Bricks from the old Groves hospital were sold as a fundraiser. Money raised will go to much needed materials for the new hospital. People told these stories to the ladies standing at the table.
From people deciding to bring their kids to buy a brick because they were born there to a friend that was on vacation and asked her friend here to buy one for her.
Stories/history all gone. They should be recorded. Hopefully someone will writing them down to be kept for years to come.
Lucy Dyment,
Fergus
Battery facility
Dear Editor:
The battery storage facility slated for Belwood is quietly being slipped into the south end of Fergus on prime agricultural property.
This is a short distance from the grand entrance the township wants to put in for Fergus and the very large developments on both sides of Highway 6.
What is being done to contain the property in the event of a spill or air pollution over the town of Fergus in the event of fire?
These battery facilities do not have a good track record in the U.S. when it comes to fires.
Watch this one very closely, folks.
J. Alexander,
Fergus
‘Anti-war’
Dear Editor:
RE: Wellington-Halton Hills MP Michael Chong’s comments about Israel’s legal right to wage war.
The young men of Hamas, who likely broke free from the Gaza prison for the first time, arguably also had a legal right to attack Israel after decades of illegal occupation and blockades. One war crime does not justify another. International law should be used to prevent, not justify conflict.
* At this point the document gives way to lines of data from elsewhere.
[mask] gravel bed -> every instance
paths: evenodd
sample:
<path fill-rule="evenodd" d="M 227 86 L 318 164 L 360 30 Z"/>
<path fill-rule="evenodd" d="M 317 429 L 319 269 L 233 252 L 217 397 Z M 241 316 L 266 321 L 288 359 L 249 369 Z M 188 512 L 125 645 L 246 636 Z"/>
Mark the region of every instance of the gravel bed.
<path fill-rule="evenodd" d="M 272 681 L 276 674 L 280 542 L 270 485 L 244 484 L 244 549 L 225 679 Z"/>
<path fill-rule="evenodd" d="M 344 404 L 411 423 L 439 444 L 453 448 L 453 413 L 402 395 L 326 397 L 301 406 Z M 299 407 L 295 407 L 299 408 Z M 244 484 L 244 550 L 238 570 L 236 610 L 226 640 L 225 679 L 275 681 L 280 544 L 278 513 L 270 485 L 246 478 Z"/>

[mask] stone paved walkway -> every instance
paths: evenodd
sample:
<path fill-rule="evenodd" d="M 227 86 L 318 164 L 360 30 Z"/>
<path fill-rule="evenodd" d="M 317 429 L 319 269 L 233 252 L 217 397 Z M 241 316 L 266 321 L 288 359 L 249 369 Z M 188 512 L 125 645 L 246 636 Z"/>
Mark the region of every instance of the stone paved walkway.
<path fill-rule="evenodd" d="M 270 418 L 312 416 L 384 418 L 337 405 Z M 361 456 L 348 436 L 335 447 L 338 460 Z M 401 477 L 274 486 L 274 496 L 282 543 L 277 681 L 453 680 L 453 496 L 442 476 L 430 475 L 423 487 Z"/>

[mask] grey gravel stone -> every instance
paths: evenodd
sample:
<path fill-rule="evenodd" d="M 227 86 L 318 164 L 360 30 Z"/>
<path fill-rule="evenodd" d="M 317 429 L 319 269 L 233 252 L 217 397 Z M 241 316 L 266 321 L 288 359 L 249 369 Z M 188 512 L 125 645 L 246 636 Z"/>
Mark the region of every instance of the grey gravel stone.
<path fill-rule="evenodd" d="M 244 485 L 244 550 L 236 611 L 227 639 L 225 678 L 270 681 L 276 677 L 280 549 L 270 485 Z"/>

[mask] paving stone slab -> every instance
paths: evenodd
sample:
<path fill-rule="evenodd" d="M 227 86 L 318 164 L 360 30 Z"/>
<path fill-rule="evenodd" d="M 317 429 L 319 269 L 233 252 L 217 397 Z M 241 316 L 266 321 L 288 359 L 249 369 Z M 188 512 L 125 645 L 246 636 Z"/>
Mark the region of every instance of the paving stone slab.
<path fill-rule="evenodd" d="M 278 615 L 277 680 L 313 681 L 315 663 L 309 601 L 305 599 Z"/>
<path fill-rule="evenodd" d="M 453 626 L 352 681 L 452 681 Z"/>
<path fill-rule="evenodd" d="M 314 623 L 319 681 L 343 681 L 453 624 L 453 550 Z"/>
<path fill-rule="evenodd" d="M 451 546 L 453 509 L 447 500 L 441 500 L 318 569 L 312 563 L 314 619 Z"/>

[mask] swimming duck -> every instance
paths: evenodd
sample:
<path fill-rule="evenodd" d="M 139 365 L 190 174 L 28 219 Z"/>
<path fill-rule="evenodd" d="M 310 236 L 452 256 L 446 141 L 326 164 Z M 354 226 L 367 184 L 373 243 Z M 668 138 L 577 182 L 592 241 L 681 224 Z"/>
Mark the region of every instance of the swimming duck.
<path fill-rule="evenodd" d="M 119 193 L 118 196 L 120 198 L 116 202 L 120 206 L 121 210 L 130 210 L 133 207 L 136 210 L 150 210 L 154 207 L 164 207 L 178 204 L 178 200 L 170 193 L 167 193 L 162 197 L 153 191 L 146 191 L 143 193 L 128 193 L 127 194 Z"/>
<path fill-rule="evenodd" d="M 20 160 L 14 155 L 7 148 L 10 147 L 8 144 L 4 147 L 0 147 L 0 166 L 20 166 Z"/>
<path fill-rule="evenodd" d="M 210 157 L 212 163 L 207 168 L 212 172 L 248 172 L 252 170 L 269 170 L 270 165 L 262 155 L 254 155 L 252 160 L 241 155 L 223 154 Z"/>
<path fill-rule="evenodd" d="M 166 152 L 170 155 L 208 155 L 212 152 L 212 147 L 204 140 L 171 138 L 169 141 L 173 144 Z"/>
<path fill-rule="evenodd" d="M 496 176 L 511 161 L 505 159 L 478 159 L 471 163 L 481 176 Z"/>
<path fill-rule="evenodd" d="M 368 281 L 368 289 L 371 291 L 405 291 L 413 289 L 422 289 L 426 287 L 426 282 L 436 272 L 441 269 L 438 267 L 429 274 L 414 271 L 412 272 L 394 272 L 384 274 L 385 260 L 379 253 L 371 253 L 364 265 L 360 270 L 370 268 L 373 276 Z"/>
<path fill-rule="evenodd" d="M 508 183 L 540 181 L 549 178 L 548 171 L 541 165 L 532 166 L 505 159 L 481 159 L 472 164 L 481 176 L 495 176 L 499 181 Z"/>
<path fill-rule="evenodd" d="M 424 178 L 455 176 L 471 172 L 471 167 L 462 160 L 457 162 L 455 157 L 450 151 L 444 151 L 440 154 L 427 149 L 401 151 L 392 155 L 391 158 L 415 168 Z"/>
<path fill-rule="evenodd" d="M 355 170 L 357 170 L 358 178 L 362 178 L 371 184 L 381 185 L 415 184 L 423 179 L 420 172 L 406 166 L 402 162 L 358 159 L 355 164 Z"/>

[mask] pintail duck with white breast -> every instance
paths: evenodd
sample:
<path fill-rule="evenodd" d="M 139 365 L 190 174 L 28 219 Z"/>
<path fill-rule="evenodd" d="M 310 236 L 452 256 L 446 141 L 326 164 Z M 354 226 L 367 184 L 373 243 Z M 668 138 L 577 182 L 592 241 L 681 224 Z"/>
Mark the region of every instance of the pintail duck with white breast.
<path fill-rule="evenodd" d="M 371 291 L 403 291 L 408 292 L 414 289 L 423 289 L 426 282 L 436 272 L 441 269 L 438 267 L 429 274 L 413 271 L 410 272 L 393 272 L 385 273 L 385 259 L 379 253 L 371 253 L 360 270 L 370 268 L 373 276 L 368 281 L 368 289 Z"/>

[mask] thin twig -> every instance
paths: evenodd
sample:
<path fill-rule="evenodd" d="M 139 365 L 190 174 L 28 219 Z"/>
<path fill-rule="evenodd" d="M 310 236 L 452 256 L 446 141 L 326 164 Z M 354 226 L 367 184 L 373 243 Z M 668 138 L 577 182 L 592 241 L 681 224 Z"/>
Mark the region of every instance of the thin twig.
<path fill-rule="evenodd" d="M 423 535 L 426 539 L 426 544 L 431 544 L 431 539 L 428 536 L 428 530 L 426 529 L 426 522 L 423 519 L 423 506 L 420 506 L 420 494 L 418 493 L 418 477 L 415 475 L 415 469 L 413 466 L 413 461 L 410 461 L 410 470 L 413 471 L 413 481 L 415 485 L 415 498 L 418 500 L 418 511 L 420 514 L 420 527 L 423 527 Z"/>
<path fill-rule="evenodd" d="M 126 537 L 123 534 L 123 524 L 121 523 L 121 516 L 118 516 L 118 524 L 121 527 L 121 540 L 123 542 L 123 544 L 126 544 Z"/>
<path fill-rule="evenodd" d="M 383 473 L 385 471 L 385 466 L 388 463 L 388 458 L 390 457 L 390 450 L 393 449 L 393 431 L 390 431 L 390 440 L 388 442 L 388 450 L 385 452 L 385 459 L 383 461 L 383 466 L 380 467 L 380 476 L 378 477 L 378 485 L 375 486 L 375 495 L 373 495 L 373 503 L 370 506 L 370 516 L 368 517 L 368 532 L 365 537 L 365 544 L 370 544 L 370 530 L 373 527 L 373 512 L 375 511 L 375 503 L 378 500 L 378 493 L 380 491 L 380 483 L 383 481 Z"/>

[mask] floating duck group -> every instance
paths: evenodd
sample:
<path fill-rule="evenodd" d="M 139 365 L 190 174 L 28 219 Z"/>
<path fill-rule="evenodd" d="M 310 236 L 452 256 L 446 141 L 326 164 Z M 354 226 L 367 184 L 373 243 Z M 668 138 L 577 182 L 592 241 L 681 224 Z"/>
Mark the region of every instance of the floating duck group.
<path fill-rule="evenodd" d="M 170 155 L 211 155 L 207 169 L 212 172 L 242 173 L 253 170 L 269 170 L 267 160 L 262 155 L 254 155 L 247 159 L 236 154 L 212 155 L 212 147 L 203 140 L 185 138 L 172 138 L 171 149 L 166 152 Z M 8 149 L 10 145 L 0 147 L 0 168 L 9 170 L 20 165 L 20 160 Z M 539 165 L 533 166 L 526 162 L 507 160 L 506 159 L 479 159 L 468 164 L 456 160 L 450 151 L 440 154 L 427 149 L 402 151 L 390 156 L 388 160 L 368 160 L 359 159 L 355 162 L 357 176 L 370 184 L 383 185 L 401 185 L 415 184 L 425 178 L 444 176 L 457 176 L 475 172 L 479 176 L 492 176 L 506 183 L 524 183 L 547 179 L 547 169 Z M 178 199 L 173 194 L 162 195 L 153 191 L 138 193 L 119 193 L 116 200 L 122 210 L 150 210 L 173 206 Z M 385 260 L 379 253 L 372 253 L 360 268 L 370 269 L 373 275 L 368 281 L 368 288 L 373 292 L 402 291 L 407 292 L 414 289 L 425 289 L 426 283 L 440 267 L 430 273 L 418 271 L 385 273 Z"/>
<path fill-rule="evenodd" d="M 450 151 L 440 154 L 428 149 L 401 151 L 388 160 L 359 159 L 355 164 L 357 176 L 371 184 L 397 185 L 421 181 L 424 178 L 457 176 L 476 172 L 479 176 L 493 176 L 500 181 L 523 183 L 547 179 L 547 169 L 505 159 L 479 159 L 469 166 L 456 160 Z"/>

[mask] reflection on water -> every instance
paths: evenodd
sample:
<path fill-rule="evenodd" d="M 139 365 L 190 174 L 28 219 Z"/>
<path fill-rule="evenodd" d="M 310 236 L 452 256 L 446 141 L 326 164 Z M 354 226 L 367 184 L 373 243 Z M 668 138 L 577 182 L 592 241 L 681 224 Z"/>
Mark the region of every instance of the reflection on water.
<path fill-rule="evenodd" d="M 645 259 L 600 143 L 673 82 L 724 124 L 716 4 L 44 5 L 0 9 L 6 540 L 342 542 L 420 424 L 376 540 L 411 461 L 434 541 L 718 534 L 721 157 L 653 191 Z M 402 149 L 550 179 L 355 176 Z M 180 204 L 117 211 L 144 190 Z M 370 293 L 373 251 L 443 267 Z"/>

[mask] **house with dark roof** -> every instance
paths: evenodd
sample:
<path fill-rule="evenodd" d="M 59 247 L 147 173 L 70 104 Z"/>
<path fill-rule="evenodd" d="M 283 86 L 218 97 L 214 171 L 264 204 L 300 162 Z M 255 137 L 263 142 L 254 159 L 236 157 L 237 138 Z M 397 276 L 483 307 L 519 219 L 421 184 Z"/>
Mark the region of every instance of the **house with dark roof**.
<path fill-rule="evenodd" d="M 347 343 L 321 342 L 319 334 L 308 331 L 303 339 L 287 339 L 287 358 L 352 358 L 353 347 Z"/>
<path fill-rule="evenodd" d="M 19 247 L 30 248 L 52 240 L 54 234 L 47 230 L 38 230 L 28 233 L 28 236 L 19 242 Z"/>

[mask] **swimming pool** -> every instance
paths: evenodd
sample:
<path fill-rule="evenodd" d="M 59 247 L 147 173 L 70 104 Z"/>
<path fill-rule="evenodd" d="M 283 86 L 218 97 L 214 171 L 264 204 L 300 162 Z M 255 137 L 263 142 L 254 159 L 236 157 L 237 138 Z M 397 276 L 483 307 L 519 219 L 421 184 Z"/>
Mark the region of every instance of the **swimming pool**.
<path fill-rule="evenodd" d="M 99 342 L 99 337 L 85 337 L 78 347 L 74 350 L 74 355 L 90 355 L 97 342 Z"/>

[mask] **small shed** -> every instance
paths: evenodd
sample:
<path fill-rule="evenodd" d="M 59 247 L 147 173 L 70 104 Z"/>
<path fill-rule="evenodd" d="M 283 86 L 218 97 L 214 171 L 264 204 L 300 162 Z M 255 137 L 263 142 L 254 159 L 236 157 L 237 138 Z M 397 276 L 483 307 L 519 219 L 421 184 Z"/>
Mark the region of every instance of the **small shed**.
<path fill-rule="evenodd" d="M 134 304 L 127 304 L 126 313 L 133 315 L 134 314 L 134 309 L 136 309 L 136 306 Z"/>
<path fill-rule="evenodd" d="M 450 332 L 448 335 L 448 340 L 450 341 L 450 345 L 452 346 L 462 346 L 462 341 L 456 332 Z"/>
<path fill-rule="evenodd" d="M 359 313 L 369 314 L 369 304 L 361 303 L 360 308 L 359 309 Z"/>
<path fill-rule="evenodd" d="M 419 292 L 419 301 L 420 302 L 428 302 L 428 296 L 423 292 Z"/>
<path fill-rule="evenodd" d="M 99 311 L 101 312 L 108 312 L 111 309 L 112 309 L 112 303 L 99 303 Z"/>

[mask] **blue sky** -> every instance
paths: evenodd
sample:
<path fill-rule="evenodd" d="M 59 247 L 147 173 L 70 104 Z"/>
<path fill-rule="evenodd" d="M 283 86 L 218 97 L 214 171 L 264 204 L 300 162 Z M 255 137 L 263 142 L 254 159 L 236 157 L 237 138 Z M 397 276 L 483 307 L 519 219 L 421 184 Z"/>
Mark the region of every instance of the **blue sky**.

Should we begin in the Roman period, the pogroms of Europe, or Oct. 7? History teaches us that further violence will not end this cycle. Settling territorial disagreements in favour of those who can murder the best promotes sociopathy and is a gross violation of our alleged western values.
I fear that we have abandoned our historic role as a respected peacekeeper, tethered to a U.S. military machine that’s been happily captured by the Israel lobby.
The irony surrounding this conflict is palpable. War mongers around the world cry out for each other’s demise, legitimizing each other’s existence and confirming each other’s fears in a downward spiral.
Russia is condemned for annexing Ukraine while Israeli settlers occupy Palestine. The Zionist dream of a Jewish ethnostate suffers from the same racism that fueled the holocaust. Democracies plant the seeds of despotism by violating their cherished principles abroad.
I am neither anti-Semitic nor pro-Palestinian. I am anti-war. All is lost if we continue to behave like the bacteria in my shoe. Race, religion and state are mere ideologies that must serve, not destroy us.
If war is politics by other means, our politicians need to do much better.